By BARNABAS ORERE PONDROS
THE Department of National Planning and Monitoring has been described by the Public Accounts Committee (PAC) as incompetent and unable to manage its own budget, Papua New Guinea’s development budget and effectively implement service delivery over the last five years.
In a report, compiled after perusing reports by the Auditor-General’s office, the PAC concluded that the department that was tasked with planning the nation’s development path was incapable of managing budgets or undertaking proper accounting.
“This situation has prevailed for years,” the PAC said in the report and concluded that “the result of this failure is clear” because development and services are not delivered.
“The money that is allocated is generally without control or oversight and does not result in coordinated development for our people,” the PAC paper added. This grim picture comes after the department has been given the undertaking to implement PNG’s biggest development budget ever – K3.4 billion next year.
Government sources present during budget lock-up had said the increase in allocation for development budget was timely, as access to rural areas, including services and infrastructure was worse than 20 years ago.
According to the PAC, the situation at the department is protracted because the Auditor-General’s reports dates back to 2006.
Back then, the department was responsible for a development budget of just over K480 million.
It was also noted that the department management took no steps over the last five years to address these failures identified by the Auditor-General’s office.
“This committee has found a management team in denial of these failures and unable to even bring themselves to admit the need for internal auditors … a basic tool of management that the department has not had for years.”

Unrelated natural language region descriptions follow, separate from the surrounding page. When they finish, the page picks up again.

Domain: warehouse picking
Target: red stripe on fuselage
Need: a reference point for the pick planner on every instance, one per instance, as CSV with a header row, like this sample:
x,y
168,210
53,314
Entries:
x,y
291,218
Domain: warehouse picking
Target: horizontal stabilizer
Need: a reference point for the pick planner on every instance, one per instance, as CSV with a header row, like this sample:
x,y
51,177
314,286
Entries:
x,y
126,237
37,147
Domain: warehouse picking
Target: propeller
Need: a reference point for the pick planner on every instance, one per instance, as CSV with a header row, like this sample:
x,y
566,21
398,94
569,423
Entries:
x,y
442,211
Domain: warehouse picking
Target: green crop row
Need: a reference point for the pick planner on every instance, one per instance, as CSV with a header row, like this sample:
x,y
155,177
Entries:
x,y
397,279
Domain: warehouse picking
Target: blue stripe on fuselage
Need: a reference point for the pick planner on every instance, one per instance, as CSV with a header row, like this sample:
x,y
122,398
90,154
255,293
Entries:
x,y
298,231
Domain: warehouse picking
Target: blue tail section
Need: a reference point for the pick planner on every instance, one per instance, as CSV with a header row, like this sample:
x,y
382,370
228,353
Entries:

The PAC said the department had no internal systems, plans, processes or ability to conduct and manage its affairs lawfully.

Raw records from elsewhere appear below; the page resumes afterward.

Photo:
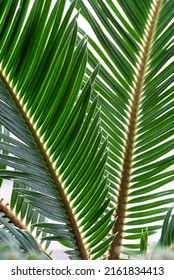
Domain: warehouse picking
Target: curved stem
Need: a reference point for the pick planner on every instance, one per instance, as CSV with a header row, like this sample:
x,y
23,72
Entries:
x,y
61,193
114,251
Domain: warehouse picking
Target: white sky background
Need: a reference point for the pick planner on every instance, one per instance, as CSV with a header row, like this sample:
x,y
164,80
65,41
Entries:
x,y
5,191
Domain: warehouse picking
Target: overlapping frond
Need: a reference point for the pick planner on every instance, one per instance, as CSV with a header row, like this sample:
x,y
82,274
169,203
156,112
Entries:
x,y
57,149
18,244
132,41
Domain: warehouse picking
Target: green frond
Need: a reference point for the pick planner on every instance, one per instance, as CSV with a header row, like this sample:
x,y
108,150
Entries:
x,y
56,151
133,42
17,244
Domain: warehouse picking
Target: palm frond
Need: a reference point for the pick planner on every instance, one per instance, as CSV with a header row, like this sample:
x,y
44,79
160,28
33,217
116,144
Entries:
x,y
57,148
133,42
17,244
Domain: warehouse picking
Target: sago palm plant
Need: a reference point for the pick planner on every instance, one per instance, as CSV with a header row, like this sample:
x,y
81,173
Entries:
x,y
86,126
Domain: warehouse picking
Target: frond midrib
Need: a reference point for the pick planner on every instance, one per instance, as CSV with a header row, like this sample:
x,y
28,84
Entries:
x,y
67,207
130,138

Another grim finding is that the department has been under constant political interference which has grown in a “haphazard and chaotic manner … over the last two decades”.
“This is a significant national failure that needs to be urgently fixed,” the PAC said.
It said during its investigations the department executives “failed to cooperate and give candid and true answers” to certain questions.
“In particular, when the inquiry asked searching questions and addressed failures in the department, the head absented himself from the inquiry.”
It is also understood that department officials refused to cooperate with the Auditor-General’s office “to a point where responsible department officers walked out of the meetings”.
In its recommendations, the PAC urged Parliament to accept its report and for it to be addressed without delay.
It also recommended that:
* Urgent attention be given to devise a system of implementation and control of development budgets that ensure effective service delivery and full accountability;
* A new system must be based on precise statutory foundation that clearly sets directives, powers, performance benchmarks, audit control and penalties for non-compliance, among others;
* The Government gives service delivery the highest national priority and make the department become an professional agency;
* The Auditor-General’s office be adequately funded and resourced to conduct regular audits; and
* A management team be recruited from external sources if necessary to ensure professional and effective performance.
The report that will be presented to Parliament for tabling also comes at a time when the department is undertaking key development initiatives, both in-house and externally.
These include the drafting of the amended National Planning Act, formulation of the long-term development strategy 2010-30, public private partnership (PPP) programme, church-State partnership programme and the PNG development assistance database (PNG DAD) among other on-going initiatives.
Last month, during budget lock-up, Planning Minister Paul Tiensten reflected on the initiatives and said the main target was to achieve high quality investments and programmes that would enhance capacity to improve service delivery.